Conhecida como Senhora Misteriosa, a mulher mumificada no Egito viveu há mais de 2.000 anos, mas quem era e como morreu ainda é um mistério. Entretanto, hoje já se sabe como o feto foi preservado.
"O feto permaneceu no útero intocado e começou a, digamos, 'conservar'. Não é a comparação mais estética, mas transmite a ideia", explica a equipe de pesquisa, liderada pela bioarqueóloga da Universidade de Varsóvia, na Polônia, Marzena Ozarek-Szilke e pelo arqueólogo da Academia de Ciências Polonesa Wojciech Ejsmond.
"O pH do sangue em cadáveres, incluindo o conteúdo do útero, cai significativamente, tornando-se mais ácido, as concentrações de amônia e ácido fórmico aumentam com o tempo. A colocação e preenchimento do corpo com natrão [uma mistura de sal coletada de leitos de lagos secos] limitou significativamente o acesso de ar e oxigênio. O resultado final é um útero quase hermeticamente fechado contendo o feto."

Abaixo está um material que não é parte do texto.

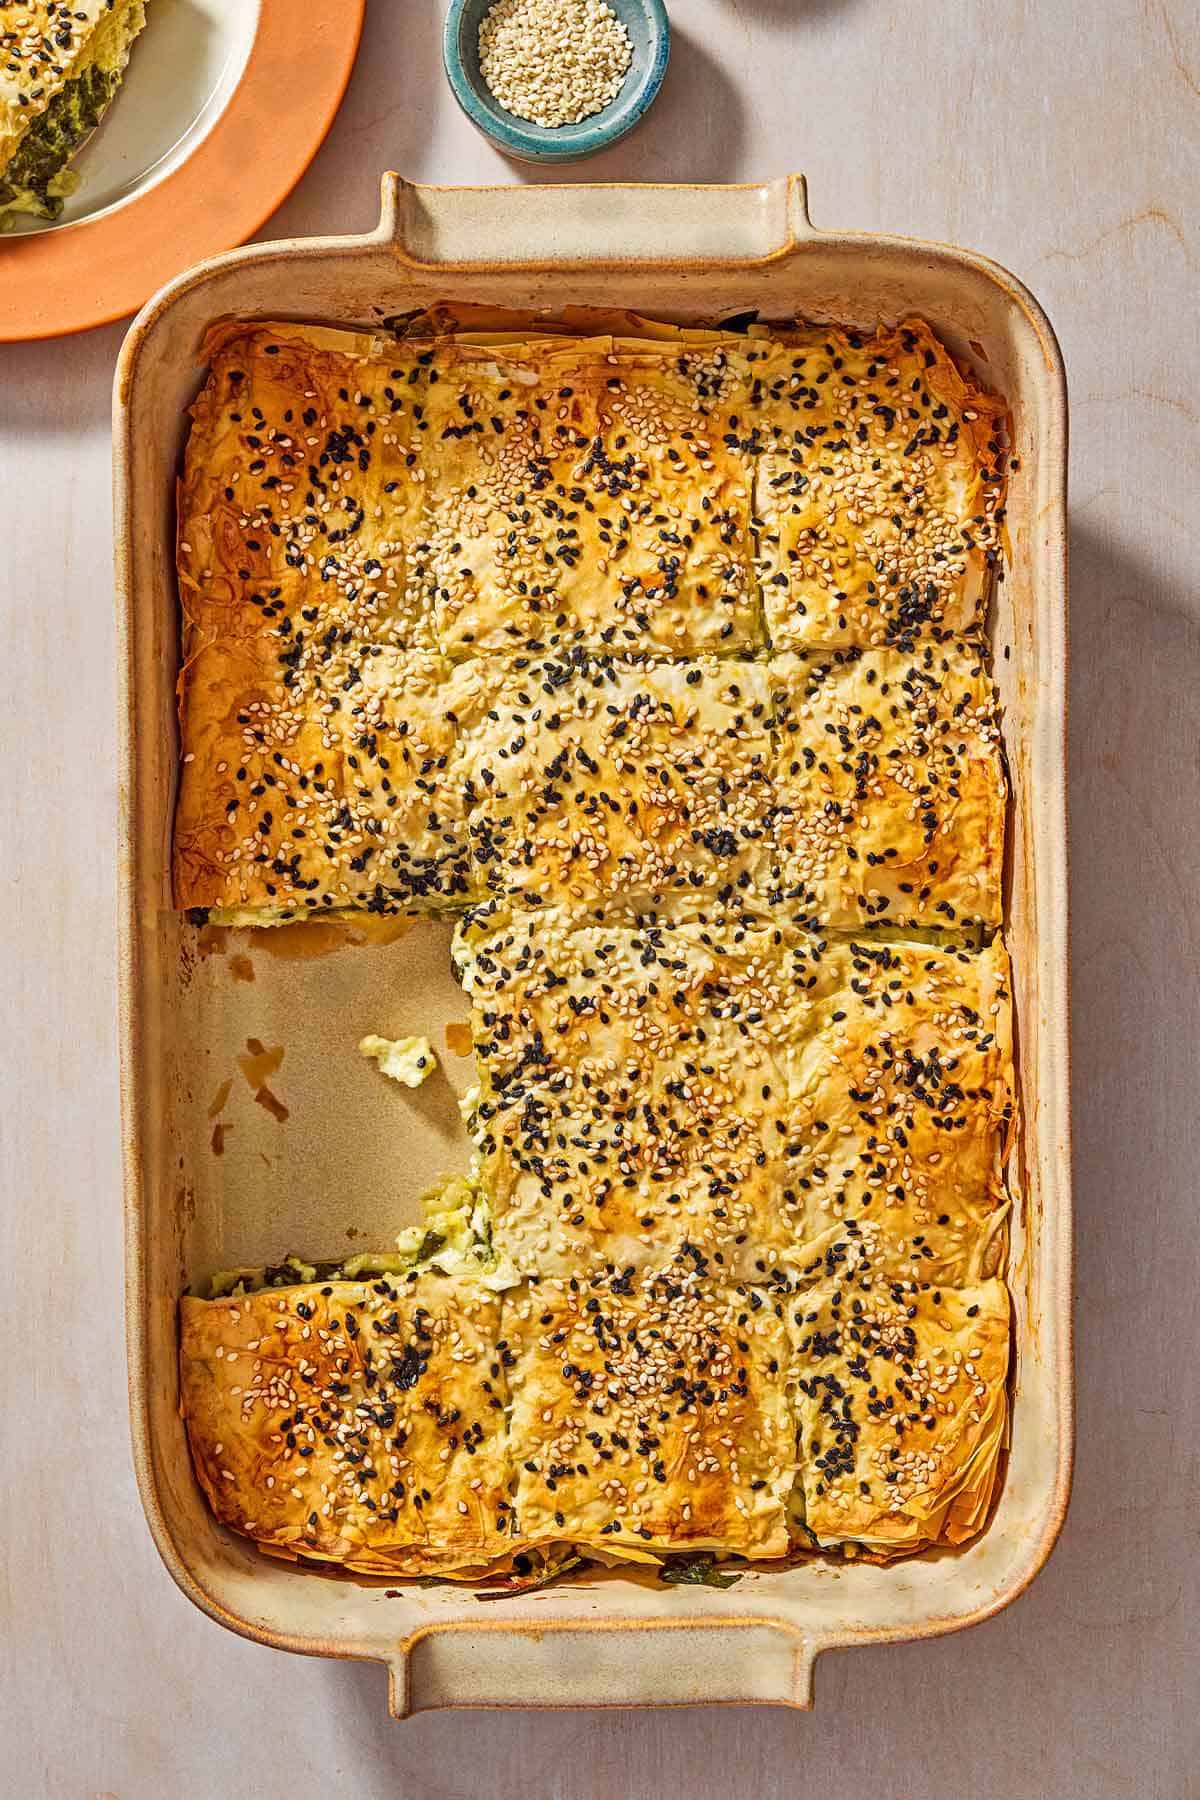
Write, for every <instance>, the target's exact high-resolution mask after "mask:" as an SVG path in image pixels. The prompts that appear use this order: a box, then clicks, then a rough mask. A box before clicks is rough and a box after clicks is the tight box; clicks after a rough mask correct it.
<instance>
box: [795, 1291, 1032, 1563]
mask: <svg viewBox="0 0 1200 1800" xmlns="http://www.w3.org/2000/svg"><path fill="white" fill-rule="evenodd" d="M788 1319H790V1332H792V1341H793V1346H795V1373H797V1408H799V1471H801V1472H799V1487H797V1496H795V1512H799V1514H801V1517H802V1525H804V1530H806V1532H808V1534H810V1537H811V1539H813V1541H815V1543H817V1544H826V1546H829V1544H838V1543H847V1541H849V1543H856V1544H862V1546H864V1548H867V1550H874V1552H878V1553H882V1555H894V1553H900V1552H905V1550H907V1552H910V1550H919V1548H923V1546H925V1544H932V1543H937V1541H943V1543H950V1544H957V1543H963V1541H964V1539H968V1537H973V1535H975V1532H979V1530H981V1526H982V1525H984V1519H986V1516H988V1508H990V1505H991V1496H993V1489H995V1480H997V1472H999V1462H1000V1453H1002V1449H1004V1442H1006V1424H1007V1400H1006V1377H1007V1357H1009V1298H1007V1289H1006V1287H1004V1282H981V1283H979V1285H977V1287H963V1289H934V1291H930V1292H914V1291H912V1289H910V1287H909V1285H907V1283H903V1282H887V1280H882V1278H878V1276H873V1274H860V1276H855V1274H844V1276H842V1278H838V1280H837V1282H835V1283H831V1285H828V1287H822V1289H815V1291H811V1292H808V1294H804V1296H801V1298H799V1300H797V1301H793V1303H792V1307H790V1309H788Z"/></svg>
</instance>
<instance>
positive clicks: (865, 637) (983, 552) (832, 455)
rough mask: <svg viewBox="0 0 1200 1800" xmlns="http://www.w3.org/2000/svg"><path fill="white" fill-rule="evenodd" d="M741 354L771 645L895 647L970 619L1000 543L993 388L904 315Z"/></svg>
mask: <svg viewBox="0 0 1200 1800" xmlns="http://www.w3.org/2000/svg"><path fill="white" fill-rule="evenodd" d="M752 367H754V407H752V418H754V430H756V439H754V446H756V450H757V452H759V454H757V457H756V473H754V513H756V522H757V553H759V578H761V583H763V605H765V612H766V628H768V634H770V641H772V644H774V648H775V650H802V648H808V646H820V644H864V646H865V644H873V646H874V644H894V646H898V648H909V646H910V644H912V643H914V641H916V639H919V637H921V635H925V634H928V632H934V634H941V632H964V630H970V628H972V626H973V625H977V623H979V621H981V617H982V610H984V605H986V596H988V580H990V574H991V569H993V567H995V565H997V563H999V558H1000V545H1002V524H1004V488H1006V457H1007V452H1006V441H1004V434H1002V423H1004V407H1002V401H999V400H997V396H995V394H988V392H986V391H984V389H981V387H977V385H975V383H973V382H970V380H968V378H966V376H963V374H961V373H959V369H957V365H955V364H954V362H952V358H950V356H948V353H946V351H945V349H943V346H941V344H939V342H937V338H936V337H934V335H932V331H930V329H928V326H927V324H923V322H921V320H914V319H907V320H905V322H903V324H900V326H896V328H894V329H885V331H878V333H874V335H867V333H862V335H860V333H851V331H840V329H837V328H829V326H806V328H804V329H801V331H783V333H779V335H777V337H775V335H774V337H772V338H770V340H765V342H763V346H761V356H757V358H756V362H754V365H752Z"/></svg>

Um feto foi preservado dentro de uma múmia egípcia porque 'conservou', dizem os cientistas
A questão de saber se o que eles encontraram era realmente um feto foi colocada pela radiologista da Universidade do Cairo, no Egito, Sahar Saleem, que escreveu uma resposta à descoberta inicial. Ela observou que nenhum osso pode ser detectado nos exames da múmia e, portanto, a identificação de um feto deve ser inconclusiva.
No entanto, os ossos fetais são muito pouco mineralizados durante os dois primeiros trimestres, o que significa que são difíceis de detectar em primeiro lugar após passarem por processos tafonômicos (ou preservação). Ossos fetais até são difíceis de encontrar durante as escavações arqueológicas.
Além disso, os processos de acidificação que teriam ocorrido dentro do cadáver da Senhora Misteriosa à medida que seu corpo se decompunha teriam desmineralizado ainda mais os já delicados ossos fetais.
"Esse processo de desmineralização óssea em um ambiente ácido pode ser comparado a um experimento com um ovo", escrevem os pesquisadores. "Imagine colocando um ovo em uma panela cheia de ácido. A casca do ovo está se dissolvendo, deixando apenas o interior do ovo [clara e gema] e os minerais da casca dissolvidos no ácido."
A razão pela qual o corpo da Senhora Misteriosa e o corpo do feto são diferentes a esse respeito é porque eles mumificaram de maneira diferente. A senhora foi mumificada usando natrão, uma mistura de sal natural que os antigos egípcios usavam para secar e desinfetar os corpos. O feto, em seu útero selado, mumificou no ambiente ácido resultante.
Além disso, os minerais lixiviados dos ossos do feto teriam sido depositados nos tecidos moles do próprio feto e no útero ao redor dele, resultando em um conteúdo mineral maior do que o esperado.
Os resultados sugerem que talvez outras múmias grávidas possam estar escondidas à vista de todos em outras coleções de museus. As varreduras de múmias geralmente identificam apenas ossos e amuletos enfiados dentro de seus invólucros.
A pesquisa pode ajudar arqueólogos e antropólogos a descobrir por que o feto foi deixado intacto quando os outros órgãos internos da Senhora Misteriosa foram removidos para o processo de mumificação.
"Talvez tenha algo a ver com crenças e renascimento na vida após a morte", disse Ozarek-Szilke. "Ainda é difícil tirar conclusões, pois não sabemos se esta é a única múmia grávida. Por enquanto, é definitivamente a única múmia egípcia grávida conhecida."
A análise da equipe também determinou que, devido à posição do feto e à condição de fechamento do canal de parto, a mulher não morreu no parto. Análises anteriores descobriram que a Senhora Misteriosa tinha entre 20 e 30 anos quando morreu, e sua gravidez estava entre 26 e 30 semanas.